In June, Muslim kids were asked to leave the Foster Brown Pool in Wilmington because of what they were wearing. Now, the city has paid $50,000 to settle a discrimination claim. (Image via Google Maps)

Mayor Mike Purzycki, D-Wilmington, has issued an apology and is meeting with members of the Muslim community after a teacher and her elementary school-aged students of Islamic faith were asked to leave a public pool.

Members of a summer Arabic enrichment program said they were asked to leave a city pool last month because they were wearing cotton clothing and headscarves — despite being frequent visitors to the pool, and no visible signage about the garments being inappropriate.

They said the pool manager even called the police on them.

Over the weekend, Purzycki issued an apology, saying the city used poor judgment. He assured community members religious garb is permitted.

“We should be held accountable for what happened and how poorly we assessed this incident,” he said. “I apologize to the children who were directed to leave a city pool because of the religious-required clothing they were wearing. We also referred to vaguely-worded pool policies to assess and then justify our poor judgment, and that was also wrong.”

Naveed Baqir of the Delaware Council on Global and Muslim Affairs said he believes the pool manager used the so-called no cotton policy as an excuse to discriminate against the group. He said incidents like this aren’t uncommon.

“A lot of times situations do not escalate to this level, people just walk away when they’re faced with these types of comments,” Baqir said.

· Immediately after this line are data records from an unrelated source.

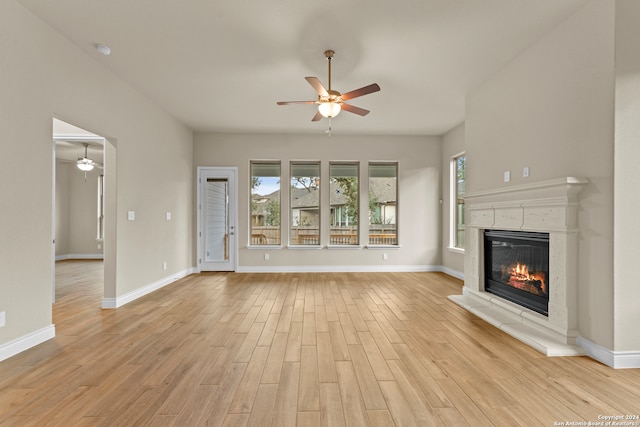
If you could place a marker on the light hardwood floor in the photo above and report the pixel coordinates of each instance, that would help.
(332, 349)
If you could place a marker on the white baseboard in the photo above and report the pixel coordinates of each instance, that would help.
(127, 298)
(79, 256)
(451, 272)
(381, 268)
(26, 342)
(614, 359)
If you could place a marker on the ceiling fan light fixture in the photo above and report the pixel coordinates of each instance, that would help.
(85, 164)
(329, 109)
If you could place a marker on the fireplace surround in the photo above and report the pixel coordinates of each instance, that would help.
(549, 207)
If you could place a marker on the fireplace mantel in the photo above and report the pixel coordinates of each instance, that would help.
(545, 206)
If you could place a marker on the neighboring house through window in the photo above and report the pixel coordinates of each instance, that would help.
(383, 203)
(457, 214)
(265, 203)
(305, 203)
(344, 200)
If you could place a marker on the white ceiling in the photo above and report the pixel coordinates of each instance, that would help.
(220, 66)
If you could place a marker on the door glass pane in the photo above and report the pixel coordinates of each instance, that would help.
(216, 220)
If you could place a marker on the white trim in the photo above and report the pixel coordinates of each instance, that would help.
(25, 342)
(456, 250)
(79, 256)
(342, 269)
(140, 292)
(453, 273)
(614, 359)
(305, 247)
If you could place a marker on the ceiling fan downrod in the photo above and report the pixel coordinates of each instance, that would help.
(329, 54)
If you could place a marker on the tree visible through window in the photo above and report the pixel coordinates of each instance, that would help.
(383, 203)
(305, 203)
(265, 203)
(343, 185)
(457, 200)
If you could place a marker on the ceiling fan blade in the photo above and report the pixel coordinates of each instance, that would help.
(296, 102)
(356, 110)
(313, 81)
(360, 92)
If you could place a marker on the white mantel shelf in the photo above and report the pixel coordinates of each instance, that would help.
(545, 206)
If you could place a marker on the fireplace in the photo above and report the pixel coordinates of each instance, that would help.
(541, 222)
(517, 267)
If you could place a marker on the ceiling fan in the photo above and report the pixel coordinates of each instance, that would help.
(330, 102)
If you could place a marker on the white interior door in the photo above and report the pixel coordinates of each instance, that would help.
(217, 207)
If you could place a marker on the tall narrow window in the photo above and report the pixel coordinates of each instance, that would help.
(343, 182)
(457, 201)
(100, 233)
(305, 204)
(265, 203)
(383, 203)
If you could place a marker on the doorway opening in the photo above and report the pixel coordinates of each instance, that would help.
(80, 199)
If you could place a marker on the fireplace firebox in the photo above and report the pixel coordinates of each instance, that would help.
(517, 267)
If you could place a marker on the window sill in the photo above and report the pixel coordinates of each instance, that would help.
(304, 247)
(383, 246)
(343, 247)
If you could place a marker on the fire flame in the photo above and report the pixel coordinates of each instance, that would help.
(522, 279)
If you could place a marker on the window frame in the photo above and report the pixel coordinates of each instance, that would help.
(265, 242)
(314, 239)
(396, 205)
(454, 214)
(349, 242)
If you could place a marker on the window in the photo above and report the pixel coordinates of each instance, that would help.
(383, 203)
(343, 199)
(305, 203)
(100, 234)
(265, 203)
(457, 201)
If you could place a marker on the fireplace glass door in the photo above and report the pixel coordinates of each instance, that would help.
(517, 267)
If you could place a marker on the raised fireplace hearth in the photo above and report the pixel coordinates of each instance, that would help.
(539, 306)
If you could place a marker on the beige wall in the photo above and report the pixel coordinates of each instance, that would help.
(452, 145)
(551, 109)
(76, 211)
(627, 180)
(45, 76)
(419, 193)
(62, 209)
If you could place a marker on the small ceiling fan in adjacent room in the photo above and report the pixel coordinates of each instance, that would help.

“It happens quite frequently,” he added. “Personally, I have been asked to leave a pool, several years ago. Because my family is affluent enough, we made a point we’re not going to use a public facility, we will use a private facility and pay a facility that listens to our requests and can accommodate our requests.”

Baqir said he’s pleased with the mayor’s response to the incident and will meet with him to discuss how to address the issue.

He said while modest swimwear designed for Muslims who wish to cover are available, not everyone can afford them.

“Does it mean the pool is only for those who can afford to pay for expensive swimwear? It’s a difficult situation to come up with this [no cotton] rule that is fairly and equally applied to all people,” Baqir said.

“We are making sure everybody is respected, their religious beliefs are respected, if there are rules, those rules should be clearly described and defined and displayed,” Baqir added. “At the same time, rules should be in a way that can be applied equally without discrimination.”

On Monday, Purzycki told WHYY he issued the apology because he felt the city “handled it as badly as it could be handled.”

“We made a mess of it and you got to be accountable for it,” he said.

Purzycki said he is arranging a meeting with the affected group. He said he wants to strengthen understanding between communities. The mayor added that going forward, there should be clear policies in place.

“The sensible thing to do now is for us to enforce a loosely worded policy of appropriate dress and be as permissive as we can about it and alter from that course only if we think there’s a safety issue, and put together sensible policies over the next year and promulgate them early so everyone knows what the rules are and nobody feels they’re being discriminated against,” he said.